Bob Wollheim: “Nosso imobilismo, como se explica?”

Alguns pensam que o velho “rouba mas segura o país” ainda deve prevalecer. Será mesmo?

É estranho observarmos o que está se passando no país. Por um lado, estamos passando o país a limpo, com muita gente graúda morando na sede de PF em Curitiba, com delações enormes e tenebrosas rolando, e com um novo olhar para o que pode e o que não pode…. Por outro lado, seguimos na impunidade máxima, com um presidente investigado que consegue barrar o processo no Congresso, etc. etc. etc.
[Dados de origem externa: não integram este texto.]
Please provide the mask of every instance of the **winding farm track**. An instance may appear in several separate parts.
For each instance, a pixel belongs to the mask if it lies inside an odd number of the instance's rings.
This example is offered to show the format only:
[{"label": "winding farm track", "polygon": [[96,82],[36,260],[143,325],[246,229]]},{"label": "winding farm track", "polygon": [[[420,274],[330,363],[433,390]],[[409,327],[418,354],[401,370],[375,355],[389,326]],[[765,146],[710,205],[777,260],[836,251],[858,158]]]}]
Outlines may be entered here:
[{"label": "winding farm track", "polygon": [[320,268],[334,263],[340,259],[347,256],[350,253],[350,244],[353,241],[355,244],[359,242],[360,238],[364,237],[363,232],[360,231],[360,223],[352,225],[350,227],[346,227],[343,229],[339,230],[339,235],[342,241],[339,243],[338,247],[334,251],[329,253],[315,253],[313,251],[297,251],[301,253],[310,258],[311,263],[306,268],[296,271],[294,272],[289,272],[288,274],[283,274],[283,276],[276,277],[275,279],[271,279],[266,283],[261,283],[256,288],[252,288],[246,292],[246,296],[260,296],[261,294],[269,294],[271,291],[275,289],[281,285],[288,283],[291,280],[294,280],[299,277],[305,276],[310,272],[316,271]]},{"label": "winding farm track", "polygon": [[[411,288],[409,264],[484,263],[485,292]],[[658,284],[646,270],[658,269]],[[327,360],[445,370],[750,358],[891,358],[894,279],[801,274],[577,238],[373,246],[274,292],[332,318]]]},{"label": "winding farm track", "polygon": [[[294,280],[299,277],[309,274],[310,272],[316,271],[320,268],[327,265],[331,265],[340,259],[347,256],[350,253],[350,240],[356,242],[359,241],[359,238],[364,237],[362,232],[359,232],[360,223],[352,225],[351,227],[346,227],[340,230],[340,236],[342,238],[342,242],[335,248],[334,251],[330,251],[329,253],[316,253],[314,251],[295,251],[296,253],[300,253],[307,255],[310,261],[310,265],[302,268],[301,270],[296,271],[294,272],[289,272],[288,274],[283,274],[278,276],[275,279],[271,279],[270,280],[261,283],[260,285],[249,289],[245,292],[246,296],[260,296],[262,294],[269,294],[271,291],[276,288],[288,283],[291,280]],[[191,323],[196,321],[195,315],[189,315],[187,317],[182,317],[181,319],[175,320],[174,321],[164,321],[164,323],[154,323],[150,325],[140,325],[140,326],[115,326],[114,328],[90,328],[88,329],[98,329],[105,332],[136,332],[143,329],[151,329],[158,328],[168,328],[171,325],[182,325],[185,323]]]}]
Muita gente diz que o Brasil não é para amadores. Verdade. Não é mesmo. Empreendedores amadores não sobrevivem. Políticos amadores não sobrevivem. O povo amador não sobrevive. E estudiosos amadores de nossa situação também não sobrevivem. Não é nada simples nos entendermos como povo, muito menos explicar para os outros!

Por que não estamos nas ruas? Por que baixamos a pressão nas redes sociais? Por que achamos agora muitas coisas normais que não achávamos dois ou três anos atrás?

Não sei exatamente. Tenho alguns palpites, mas penso que a reflexão é importante, especialmente para aqueles que são uma elite econômica do país – uma imensa parte dos leitores da VERO – e que não podem mais não refletir e pensar a respeito.

Outro dia um amigo justificava tudo pelos problemas econômicos que uma nova mudança de governo pode causar, e eu perguntei: e as vantagens econômicas de tirarmos mais um corrupto da nossa vida? PÃN!

Outros pensam que o velho “rouba mas segura o país” ainda deve prevalecer. Será mesmo? Será que já não está na hora de superarmos isso? PÃN!

Tenho também percebido um cansaço com a crise (seja ele do tipo cansaço do papo de crise, seja da crise em si) e, consequentemente, um foco na sobrevivência, seja da empresa, do emprego, seja, em alguns casos, até da boquinha. Mais individualista impossível. PÃN!

Como um país complexo e imenso que somos, não é nada simples entender o que está se passando, mas penso que vale assim mesmo a reflexão, sob o risco de simplesmente irmos tocando o país.

Faz tempo que a gente deveria assumir as rédeas do Brasil, esquecer as desculpas de que Brasília isso ou aquilo, rever nossas idiossincrasias como as pequenas corrupções e infrações que cometemos no dia a dia e pilotar o nosso futuro sem a desculpa de que “alguém” fez algo de errado, ou deixou de fazer!

Tenho usado este espaço para essa reflexão e, sempre que posso, para uma provocação! Paramos por quê, cara pálida?